• src/sbbs3/ringbuf.c

    From Rob Swindell (in GitKraken)@VERT to Git commit to main/sbbs/master on Friday, March 24, 2023 13:27:09
    https://gitlab.synchro.net/main/sbbs/-/commit/ffe092b65b38633a5ca185e3
    Modified Files:
    src/sbbs3/ringbuf.c
    Log Message:
    Set initial state of 'data_event' and 'highwater_event' to *not* signaled

    Since commit fafed094c52b0ca1 (2 months ago), the Synchronet Web Server on
    my Windows systems has occasionally gone into a state where every HTTP session thread was causing 100% CPU utilization and each new HTTP session thread
    would just exacerbate the problem eventually leading to complete system instability/unresponsiveness until the sbbs instance was terminated.

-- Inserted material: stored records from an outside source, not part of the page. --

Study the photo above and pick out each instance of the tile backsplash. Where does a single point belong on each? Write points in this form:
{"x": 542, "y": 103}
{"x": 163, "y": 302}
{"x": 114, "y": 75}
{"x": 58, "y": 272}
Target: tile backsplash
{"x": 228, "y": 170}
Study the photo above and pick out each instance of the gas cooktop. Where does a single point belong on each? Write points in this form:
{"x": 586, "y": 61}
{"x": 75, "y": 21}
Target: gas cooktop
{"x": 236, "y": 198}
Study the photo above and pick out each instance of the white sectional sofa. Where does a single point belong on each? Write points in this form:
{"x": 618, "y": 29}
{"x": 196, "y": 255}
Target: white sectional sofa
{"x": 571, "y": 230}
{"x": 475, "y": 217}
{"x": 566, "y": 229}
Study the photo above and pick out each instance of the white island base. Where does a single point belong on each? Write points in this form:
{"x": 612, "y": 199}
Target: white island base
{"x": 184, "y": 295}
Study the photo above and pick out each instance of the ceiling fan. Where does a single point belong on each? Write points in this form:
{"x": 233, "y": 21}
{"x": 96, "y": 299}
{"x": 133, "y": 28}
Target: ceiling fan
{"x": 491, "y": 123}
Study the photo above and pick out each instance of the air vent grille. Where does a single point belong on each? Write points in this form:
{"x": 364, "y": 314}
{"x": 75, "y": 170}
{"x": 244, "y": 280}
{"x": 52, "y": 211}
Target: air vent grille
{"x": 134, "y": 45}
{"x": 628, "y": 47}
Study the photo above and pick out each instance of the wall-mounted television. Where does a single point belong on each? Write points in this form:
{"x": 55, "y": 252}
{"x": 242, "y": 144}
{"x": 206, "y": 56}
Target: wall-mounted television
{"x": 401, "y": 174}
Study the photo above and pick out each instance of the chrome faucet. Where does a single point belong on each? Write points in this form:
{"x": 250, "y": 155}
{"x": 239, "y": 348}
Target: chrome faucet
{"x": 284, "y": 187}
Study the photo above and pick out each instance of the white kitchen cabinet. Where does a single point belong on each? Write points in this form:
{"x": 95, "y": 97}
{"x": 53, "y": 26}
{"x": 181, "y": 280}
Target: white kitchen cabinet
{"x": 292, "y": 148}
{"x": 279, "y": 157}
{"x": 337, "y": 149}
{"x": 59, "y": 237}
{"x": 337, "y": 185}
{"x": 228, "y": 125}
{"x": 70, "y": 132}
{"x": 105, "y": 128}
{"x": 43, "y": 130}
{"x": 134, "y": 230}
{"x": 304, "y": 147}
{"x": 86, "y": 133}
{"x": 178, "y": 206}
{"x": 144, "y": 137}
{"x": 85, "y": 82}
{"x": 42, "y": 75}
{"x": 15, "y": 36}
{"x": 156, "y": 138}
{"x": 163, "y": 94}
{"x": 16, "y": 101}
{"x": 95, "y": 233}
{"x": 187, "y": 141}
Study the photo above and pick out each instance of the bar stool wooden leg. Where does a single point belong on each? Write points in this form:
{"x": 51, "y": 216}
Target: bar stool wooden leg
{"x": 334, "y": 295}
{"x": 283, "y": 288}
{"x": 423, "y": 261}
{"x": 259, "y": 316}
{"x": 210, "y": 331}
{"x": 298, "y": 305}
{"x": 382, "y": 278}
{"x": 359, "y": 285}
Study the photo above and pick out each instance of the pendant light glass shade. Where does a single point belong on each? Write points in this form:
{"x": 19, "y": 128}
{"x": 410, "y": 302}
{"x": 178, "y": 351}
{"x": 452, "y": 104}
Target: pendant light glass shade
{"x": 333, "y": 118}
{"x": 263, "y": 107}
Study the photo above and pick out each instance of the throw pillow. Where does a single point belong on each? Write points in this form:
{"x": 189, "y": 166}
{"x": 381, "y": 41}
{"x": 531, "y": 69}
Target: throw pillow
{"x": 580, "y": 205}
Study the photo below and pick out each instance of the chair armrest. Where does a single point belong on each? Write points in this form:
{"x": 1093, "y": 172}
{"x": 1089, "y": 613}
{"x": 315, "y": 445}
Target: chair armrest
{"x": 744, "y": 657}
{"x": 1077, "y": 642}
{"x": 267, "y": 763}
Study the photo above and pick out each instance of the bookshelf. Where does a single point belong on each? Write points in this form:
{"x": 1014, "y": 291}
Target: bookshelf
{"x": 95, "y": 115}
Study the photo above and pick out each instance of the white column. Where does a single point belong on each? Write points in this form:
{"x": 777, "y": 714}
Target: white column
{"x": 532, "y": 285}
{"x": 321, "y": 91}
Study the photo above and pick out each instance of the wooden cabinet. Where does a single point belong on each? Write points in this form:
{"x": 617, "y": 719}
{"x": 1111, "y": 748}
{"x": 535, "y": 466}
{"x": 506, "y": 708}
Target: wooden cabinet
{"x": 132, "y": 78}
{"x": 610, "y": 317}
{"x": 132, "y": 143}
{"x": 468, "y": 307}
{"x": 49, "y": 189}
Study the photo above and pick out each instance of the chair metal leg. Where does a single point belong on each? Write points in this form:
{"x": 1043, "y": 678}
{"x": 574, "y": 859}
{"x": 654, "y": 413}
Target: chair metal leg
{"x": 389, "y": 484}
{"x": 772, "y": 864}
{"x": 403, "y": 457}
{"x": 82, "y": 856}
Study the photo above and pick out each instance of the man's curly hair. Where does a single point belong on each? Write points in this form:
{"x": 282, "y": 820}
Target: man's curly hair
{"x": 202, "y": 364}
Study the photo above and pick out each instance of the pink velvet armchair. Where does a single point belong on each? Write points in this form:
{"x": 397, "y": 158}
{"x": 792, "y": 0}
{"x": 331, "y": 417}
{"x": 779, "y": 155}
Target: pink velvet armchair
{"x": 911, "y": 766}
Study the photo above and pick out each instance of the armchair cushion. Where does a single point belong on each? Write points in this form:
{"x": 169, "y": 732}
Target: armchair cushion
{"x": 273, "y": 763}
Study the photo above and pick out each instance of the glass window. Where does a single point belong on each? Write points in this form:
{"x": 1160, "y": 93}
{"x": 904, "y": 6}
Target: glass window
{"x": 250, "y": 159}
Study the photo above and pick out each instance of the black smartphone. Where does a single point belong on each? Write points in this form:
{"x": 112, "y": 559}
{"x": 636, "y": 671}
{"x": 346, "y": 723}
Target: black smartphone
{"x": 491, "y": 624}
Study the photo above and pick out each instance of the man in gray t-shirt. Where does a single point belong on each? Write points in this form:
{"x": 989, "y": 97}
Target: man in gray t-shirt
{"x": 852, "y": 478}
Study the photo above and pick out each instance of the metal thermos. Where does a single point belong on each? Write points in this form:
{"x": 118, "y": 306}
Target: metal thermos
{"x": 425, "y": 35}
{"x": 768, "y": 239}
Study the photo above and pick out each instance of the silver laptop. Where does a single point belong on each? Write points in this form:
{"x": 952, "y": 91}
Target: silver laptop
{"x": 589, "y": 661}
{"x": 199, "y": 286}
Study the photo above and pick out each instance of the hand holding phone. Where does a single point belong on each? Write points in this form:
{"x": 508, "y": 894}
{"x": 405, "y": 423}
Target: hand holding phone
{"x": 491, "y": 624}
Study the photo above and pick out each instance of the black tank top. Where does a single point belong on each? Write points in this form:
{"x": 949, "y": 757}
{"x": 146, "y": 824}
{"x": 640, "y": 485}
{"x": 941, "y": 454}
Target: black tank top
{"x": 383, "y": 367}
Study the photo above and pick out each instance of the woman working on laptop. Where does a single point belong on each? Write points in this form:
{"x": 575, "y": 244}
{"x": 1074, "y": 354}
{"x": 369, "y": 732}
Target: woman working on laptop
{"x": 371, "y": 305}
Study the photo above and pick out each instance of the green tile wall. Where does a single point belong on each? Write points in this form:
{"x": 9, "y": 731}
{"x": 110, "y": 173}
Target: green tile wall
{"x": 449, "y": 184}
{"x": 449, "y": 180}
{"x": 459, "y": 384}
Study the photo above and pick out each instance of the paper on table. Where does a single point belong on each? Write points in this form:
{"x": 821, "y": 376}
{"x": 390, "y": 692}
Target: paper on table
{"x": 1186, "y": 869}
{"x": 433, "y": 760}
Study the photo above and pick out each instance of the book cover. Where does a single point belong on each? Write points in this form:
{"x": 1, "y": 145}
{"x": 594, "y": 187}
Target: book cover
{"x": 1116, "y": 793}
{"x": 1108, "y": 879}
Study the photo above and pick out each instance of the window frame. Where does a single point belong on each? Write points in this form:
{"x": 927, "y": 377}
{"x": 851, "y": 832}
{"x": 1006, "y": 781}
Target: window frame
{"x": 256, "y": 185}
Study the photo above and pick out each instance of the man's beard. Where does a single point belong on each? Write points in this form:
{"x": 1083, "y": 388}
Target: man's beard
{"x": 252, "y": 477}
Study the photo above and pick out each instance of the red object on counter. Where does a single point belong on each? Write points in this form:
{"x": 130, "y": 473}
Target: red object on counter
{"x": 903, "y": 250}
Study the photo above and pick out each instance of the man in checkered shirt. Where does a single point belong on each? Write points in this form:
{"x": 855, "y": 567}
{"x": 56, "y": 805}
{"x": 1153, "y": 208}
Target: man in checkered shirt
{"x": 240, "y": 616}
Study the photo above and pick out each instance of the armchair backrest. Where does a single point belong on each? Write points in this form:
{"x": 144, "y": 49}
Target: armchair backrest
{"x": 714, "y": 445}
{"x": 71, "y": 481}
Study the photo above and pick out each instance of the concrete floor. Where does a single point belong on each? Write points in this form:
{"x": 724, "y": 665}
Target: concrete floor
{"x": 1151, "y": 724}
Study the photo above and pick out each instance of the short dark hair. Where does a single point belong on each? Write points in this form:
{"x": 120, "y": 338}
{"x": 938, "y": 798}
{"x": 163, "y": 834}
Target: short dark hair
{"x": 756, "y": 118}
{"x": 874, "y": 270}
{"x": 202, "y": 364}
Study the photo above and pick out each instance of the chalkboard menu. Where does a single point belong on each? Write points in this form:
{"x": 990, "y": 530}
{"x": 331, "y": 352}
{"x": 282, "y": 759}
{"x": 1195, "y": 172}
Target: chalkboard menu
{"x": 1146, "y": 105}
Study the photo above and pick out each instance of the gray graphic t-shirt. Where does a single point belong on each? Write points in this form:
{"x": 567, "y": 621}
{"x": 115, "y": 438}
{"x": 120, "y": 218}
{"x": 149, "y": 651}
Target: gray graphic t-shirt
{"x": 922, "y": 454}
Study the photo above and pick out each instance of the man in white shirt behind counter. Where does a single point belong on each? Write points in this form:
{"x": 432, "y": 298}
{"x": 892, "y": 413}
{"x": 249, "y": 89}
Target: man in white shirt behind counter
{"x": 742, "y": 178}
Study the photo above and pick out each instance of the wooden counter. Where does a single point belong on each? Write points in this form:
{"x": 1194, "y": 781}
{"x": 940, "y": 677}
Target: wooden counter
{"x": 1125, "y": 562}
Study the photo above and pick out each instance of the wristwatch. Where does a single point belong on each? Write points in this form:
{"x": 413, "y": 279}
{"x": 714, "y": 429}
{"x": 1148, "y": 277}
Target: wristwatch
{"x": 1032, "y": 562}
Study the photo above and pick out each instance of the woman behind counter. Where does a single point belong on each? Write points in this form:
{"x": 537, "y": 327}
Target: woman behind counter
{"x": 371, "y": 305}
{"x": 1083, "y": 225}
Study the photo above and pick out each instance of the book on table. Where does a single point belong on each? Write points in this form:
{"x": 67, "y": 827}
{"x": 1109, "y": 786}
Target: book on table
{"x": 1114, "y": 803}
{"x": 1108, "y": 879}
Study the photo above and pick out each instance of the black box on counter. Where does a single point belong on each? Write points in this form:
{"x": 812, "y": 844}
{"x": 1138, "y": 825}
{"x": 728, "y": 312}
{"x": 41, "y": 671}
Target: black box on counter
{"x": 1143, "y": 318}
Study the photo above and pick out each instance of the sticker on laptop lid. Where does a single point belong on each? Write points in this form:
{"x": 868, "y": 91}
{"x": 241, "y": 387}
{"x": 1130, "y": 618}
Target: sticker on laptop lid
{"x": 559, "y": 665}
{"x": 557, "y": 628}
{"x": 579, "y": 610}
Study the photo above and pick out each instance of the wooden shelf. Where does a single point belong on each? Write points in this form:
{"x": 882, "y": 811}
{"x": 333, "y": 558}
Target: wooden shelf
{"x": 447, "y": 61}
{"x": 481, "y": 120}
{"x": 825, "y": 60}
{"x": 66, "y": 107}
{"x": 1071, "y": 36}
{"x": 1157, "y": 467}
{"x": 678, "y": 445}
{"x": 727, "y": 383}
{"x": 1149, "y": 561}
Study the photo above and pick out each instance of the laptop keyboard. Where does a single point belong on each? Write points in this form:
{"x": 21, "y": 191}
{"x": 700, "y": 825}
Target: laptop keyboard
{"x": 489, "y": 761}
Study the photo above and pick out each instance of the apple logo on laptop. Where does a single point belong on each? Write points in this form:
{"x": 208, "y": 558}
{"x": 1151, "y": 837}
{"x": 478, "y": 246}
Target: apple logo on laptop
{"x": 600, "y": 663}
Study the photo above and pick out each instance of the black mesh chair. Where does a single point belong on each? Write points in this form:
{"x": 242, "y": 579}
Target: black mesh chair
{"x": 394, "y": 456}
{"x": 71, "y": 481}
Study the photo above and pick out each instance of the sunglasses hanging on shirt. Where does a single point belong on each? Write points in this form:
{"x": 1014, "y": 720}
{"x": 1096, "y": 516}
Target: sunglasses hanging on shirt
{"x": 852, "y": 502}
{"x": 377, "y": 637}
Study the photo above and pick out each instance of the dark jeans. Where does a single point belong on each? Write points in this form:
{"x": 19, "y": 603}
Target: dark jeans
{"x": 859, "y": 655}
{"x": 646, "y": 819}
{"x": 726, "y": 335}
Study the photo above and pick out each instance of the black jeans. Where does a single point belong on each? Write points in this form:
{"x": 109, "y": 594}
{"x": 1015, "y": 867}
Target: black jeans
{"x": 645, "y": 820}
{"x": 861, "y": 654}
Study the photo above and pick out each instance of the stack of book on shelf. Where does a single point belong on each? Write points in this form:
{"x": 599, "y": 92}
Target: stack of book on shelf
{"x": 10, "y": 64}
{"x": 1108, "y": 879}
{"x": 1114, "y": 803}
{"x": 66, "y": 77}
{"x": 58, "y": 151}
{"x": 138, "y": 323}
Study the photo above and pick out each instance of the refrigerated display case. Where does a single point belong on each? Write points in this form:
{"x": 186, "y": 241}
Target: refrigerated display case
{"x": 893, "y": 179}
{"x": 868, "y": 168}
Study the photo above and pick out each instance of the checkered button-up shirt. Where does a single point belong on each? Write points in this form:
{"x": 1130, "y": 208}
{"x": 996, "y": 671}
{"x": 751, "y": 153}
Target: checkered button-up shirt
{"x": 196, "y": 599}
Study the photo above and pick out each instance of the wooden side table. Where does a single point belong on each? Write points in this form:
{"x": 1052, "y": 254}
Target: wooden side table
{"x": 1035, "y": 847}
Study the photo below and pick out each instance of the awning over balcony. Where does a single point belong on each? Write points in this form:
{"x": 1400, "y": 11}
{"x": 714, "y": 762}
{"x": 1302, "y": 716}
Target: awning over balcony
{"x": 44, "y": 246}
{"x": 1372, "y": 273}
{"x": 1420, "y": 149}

This was more readily reproducible on a Win7-32 VM, but would occasionally, though
    much less frequently, happen in a native instance on Win10-64 as well.

    Using the VisualStudio debugger, I was able to narrow it down to this:

    Each new HTTP thread (eventually, hundreds of such threads) would get stuck
    in this loop in http_output_thread():

    while(session->socket!=INVALID_SOCKET) {

    /* Wait for something to output in the RingBuffer */
    if((avail=RingBufFull(obuf))==0) { /* empty */
    if(WaitForEvent(obuf->data_event, 1000) != WAIT_OBJECT_0)
    continue;
    /* Check for spurious sem post... */
    if((avail=RingBufFull(obuf))==0)
    continue; // <--- data_event signaled, but never cleared
    }

    There appears to be a race condition where this logic could be executed immediately after the output ringbuf was created, but before writebuf() was ever called (which would have actually placed data in the output buffer), causing a potential high-utilization infinite loop: the data_event is signaled but there is no data and the event is never reset and nothing can ever add
    data to the ringbuf due to starvation of CPU cycles.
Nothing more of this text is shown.